書評:W・シーア/M・アルティガス著『ローマのガリレオ-天才の栄光と挫折』(浜林正夫・柴田知薫子訳、大月書店) 2006年3月20日『化学史研究』第33巻第1号(通巻第114号)掲載

 最初に注意しておきたいことがある。本書の著者のひとりのWilliam R Shea の読み方が本書では「シーア」となっているが、「シェイ」とすべきのようである。というのも、Sheaの論文が収録されているD.C.リンドバーグ/R.Lナンバーズ編『神と自然』(渡辺正雄監訳、みすず書房、1994年)とM.L.R.ボネリ/W.R.シェイ編『科学革命における理性と神秘主義』(村上陽一郎・大谷隆延・横山輝雄訳、新曜社、1985年)などでは、すべて「シェイ」の名称が使われているからである。とくに後者の「訳者あとがきに」よると、Sheaと交友関係のある伊東俊太郎氏からの指示で「シェイ」としたそうなので、この読み方が正しいようである。

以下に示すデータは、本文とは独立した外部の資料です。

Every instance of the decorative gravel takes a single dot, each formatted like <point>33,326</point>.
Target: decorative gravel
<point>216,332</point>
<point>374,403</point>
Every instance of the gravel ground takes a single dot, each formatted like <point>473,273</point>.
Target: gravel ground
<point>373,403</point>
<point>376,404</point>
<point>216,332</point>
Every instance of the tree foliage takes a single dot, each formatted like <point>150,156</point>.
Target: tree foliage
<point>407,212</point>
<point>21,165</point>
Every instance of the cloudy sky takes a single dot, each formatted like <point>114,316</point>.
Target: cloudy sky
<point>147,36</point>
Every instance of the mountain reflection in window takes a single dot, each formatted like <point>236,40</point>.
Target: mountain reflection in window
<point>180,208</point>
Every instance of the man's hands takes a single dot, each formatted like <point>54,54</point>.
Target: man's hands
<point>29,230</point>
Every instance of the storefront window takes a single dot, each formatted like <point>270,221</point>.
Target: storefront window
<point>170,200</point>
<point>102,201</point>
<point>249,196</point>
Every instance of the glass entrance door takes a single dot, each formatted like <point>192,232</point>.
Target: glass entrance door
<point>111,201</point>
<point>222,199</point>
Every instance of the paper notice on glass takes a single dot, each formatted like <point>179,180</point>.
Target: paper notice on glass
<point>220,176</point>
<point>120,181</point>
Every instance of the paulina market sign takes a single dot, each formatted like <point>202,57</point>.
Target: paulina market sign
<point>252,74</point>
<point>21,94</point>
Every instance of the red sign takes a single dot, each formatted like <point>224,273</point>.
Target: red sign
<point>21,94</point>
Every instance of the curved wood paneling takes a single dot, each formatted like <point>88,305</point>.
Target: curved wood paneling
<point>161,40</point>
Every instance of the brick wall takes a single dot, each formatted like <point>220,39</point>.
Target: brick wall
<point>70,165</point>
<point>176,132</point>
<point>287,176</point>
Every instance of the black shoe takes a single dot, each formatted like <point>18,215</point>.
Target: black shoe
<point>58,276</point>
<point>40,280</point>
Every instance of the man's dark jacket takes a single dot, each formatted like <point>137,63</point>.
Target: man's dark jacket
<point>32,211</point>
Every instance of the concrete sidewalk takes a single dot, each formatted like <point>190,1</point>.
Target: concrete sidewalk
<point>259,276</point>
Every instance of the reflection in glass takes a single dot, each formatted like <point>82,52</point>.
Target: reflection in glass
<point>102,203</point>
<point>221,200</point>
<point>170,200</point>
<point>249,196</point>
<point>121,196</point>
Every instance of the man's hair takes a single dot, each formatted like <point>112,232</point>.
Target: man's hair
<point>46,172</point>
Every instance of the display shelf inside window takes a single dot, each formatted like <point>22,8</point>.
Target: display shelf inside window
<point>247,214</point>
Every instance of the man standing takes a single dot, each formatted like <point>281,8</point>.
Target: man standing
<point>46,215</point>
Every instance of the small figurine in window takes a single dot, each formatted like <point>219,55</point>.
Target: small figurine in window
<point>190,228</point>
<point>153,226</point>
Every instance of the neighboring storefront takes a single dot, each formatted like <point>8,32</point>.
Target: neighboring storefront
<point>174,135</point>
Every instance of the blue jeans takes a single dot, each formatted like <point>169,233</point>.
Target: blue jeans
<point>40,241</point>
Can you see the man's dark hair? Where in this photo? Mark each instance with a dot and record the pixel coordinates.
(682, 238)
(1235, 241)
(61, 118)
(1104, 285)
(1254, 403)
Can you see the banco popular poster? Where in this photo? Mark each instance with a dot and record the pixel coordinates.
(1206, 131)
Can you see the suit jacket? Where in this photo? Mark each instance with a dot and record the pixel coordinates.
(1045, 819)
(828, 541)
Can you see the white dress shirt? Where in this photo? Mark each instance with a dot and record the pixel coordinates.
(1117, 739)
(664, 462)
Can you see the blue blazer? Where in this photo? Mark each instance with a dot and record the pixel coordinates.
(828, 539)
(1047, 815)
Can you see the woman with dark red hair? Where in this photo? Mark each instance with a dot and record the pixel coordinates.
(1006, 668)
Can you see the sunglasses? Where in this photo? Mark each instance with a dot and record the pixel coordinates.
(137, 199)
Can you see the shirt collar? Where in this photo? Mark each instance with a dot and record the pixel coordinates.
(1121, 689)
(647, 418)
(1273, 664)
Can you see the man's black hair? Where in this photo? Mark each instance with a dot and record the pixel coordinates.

 そのシェイであるが、1937年生まれでローマのグレゴリアナ大学で哲学・神学を修め、1968年にケンブリッジ大学で哲学のPh.Dを取得している。現在は、イタリアのバドワ大学「ガリレオ講座」教授である。国際科学史・科学哲学協会と国際科学史アカデミーの元会長である。もうひとりのM・アルマティガスはスペインのナバラ大学哲学教授で物理学と哲学の学位を持つカトリック神父である。それ以外はわからない。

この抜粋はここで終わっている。